10 Comments on "Hacker Breached EAC Website, Sought to Sell Passwords"

  1. no country is able to stop hacking government should take some serious action to stop hacking to save the personal data of people

  2. hacking is very serious issue for every country these days government should take some steps to stop it

  3. Thanks for sharing this article.It shouldn’t be
    oon this page only. Can I share it on my Facebook and Twitter?

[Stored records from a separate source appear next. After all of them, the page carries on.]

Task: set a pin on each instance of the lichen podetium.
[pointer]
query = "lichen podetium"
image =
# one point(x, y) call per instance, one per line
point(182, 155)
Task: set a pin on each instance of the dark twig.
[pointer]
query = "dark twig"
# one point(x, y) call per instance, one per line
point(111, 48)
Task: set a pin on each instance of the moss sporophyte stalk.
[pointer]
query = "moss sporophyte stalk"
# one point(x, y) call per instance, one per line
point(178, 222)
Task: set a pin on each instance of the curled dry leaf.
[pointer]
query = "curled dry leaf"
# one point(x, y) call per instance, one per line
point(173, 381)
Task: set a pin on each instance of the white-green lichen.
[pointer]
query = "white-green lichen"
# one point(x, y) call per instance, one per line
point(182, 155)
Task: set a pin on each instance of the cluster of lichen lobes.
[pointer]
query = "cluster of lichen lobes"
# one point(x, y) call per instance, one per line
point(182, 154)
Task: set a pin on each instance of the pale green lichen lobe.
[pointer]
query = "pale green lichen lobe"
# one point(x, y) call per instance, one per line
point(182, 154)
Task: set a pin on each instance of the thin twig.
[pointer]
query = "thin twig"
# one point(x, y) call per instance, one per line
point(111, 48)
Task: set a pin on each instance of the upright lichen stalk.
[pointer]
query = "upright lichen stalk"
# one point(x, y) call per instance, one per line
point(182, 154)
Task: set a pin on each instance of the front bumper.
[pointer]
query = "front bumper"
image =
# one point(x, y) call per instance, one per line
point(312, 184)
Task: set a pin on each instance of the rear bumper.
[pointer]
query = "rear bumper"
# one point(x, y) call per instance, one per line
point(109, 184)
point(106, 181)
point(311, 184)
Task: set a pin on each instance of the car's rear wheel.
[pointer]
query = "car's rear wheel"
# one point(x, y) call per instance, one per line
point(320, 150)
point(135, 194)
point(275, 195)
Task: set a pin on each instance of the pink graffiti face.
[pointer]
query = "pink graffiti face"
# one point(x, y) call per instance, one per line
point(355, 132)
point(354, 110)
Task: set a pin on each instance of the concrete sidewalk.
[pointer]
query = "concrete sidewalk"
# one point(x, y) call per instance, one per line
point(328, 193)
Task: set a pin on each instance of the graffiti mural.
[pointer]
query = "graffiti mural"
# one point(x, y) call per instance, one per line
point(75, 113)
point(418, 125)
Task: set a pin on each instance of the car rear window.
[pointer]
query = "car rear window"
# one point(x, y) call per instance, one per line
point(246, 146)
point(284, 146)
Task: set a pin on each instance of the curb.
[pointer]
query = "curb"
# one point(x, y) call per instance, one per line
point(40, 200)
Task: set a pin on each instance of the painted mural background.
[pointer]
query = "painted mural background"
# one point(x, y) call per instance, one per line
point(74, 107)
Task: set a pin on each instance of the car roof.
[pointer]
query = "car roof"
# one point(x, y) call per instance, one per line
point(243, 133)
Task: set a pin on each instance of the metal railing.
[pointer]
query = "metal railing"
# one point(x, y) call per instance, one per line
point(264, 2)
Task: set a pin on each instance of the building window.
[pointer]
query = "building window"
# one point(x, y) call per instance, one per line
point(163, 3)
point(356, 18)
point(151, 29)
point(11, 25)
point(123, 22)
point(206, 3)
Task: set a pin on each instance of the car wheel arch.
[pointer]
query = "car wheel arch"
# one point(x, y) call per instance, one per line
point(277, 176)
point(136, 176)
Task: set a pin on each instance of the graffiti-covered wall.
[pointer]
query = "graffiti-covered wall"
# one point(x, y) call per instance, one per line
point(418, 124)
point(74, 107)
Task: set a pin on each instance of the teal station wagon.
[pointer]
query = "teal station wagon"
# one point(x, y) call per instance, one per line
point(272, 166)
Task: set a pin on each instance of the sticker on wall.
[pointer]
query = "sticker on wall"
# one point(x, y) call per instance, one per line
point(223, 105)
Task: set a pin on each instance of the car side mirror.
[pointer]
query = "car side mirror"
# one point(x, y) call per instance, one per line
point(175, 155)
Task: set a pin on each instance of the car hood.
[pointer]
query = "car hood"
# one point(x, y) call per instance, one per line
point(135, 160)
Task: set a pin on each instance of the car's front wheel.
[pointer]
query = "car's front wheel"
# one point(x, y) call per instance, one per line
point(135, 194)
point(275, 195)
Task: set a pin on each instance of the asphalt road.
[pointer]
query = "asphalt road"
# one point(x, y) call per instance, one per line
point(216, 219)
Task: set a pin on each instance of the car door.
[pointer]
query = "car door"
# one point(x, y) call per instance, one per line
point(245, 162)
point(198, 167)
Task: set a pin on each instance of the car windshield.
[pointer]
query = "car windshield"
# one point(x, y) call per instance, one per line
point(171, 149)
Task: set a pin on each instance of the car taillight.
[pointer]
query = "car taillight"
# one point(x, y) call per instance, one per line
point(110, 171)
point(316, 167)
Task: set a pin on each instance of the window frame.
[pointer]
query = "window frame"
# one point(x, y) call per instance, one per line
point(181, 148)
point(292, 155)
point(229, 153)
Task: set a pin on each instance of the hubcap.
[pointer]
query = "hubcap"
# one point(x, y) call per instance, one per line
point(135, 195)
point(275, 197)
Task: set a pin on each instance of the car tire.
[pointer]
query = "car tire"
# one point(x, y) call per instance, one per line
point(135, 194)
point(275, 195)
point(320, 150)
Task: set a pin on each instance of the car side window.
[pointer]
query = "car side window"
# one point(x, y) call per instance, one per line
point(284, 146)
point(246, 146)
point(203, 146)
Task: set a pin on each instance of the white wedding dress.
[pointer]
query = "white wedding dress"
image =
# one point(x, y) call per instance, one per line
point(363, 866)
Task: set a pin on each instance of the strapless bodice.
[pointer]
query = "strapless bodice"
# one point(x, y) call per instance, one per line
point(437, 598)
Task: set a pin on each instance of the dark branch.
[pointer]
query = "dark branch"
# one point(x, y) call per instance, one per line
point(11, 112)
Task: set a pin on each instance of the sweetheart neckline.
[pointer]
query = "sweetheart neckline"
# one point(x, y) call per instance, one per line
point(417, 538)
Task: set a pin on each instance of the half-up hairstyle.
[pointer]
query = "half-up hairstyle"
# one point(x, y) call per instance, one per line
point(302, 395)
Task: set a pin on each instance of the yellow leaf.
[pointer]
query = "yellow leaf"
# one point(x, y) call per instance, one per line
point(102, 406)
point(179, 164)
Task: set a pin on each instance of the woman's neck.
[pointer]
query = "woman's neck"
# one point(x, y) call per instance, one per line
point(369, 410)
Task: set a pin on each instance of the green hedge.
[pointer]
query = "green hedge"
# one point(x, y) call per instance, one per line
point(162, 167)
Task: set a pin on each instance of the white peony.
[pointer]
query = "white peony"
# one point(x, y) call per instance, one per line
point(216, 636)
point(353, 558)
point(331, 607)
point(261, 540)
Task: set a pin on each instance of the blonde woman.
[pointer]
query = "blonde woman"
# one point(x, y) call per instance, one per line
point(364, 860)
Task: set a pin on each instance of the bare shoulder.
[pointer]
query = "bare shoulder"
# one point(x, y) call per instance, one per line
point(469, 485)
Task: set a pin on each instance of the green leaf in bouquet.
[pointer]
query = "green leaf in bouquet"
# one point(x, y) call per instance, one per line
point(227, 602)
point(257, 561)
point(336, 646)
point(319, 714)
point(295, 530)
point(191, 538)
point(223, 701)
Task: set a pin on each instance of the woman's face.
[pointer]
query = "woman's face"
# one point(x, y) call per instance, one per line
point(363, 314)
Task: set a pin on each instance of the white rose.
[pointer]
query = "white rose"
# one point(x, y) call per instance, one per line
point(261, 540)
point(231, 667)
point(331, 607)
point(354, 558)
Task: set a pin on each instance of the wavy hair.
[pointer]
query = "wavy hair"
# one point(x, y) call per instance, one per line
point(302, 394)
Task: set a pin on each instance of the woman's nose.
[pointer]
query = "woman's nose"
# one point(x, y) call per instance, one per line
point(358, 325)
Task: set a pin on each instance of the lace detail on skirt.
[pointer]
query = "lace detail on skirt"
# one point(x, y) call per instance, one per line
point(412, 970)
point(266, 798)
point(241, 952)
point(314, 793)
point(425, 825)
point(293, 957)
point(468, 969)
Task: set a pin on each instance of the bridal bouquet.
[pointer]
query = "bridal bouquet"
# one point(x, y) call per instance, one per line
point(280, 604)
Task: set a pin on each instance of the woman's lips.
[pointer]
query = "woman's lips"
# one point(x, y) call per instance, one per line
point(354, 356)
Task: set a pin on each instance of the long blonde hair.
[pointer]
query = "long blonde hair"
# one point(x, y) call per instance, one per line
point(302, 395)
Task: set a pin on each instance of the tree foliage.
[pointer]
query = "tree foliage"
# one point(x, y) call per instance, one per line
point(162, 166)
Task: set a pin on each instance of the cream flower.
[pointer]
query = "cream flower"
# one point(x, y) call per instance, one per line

  4. I have done that for the last two books I was the marketing director for.
    The best SEO service provider is one that might not harm the site as a result of incoherent strategems.
    You cannot call Google up and provides them a everlasting sales pitch about
    your website and look engine spiders usually do not reply to

  5. Any message you have for the prospective customer, really should have inside a title or even an openng that needs to be of curiosity for
    a prospects. Yoou can’t set your online marketing
    strategy lacking the knowledge of if your keyword phrases or keywords are well-liked by searchers
    with your field. But of course you must realise what must be done, and it can be described
    as a great deal of work as well.

  6. While talking about captivating the most clients, other
    concerns include the ones from landing pages.
    On the opposite hand, in case a marketer is not too careful in investing just
    for this strategy, then he is most probably to fail.

    You cannot call Google up and provdes them a sales pitch about your website and look engine spiders
    do not answer email.

  7. I ɑam curious to fimd out what blog system yoᥙ haplen tto be սsing?
    I’m having some small security probⅼems witһ mʏ latest website and І wouⅼd
    like to find something more secure. Do you have ɑny solutions?

  8. thank you so much giving me this knowledge also I bookmark this link it very useful

  9. thank you so much giving me this knowledge also I bookmark this link it very useful
    you boom it

  10. Nice information I got here without wasting my time and it looks really great. Thanks for your post.

Leave a comment

Your email address will not be published.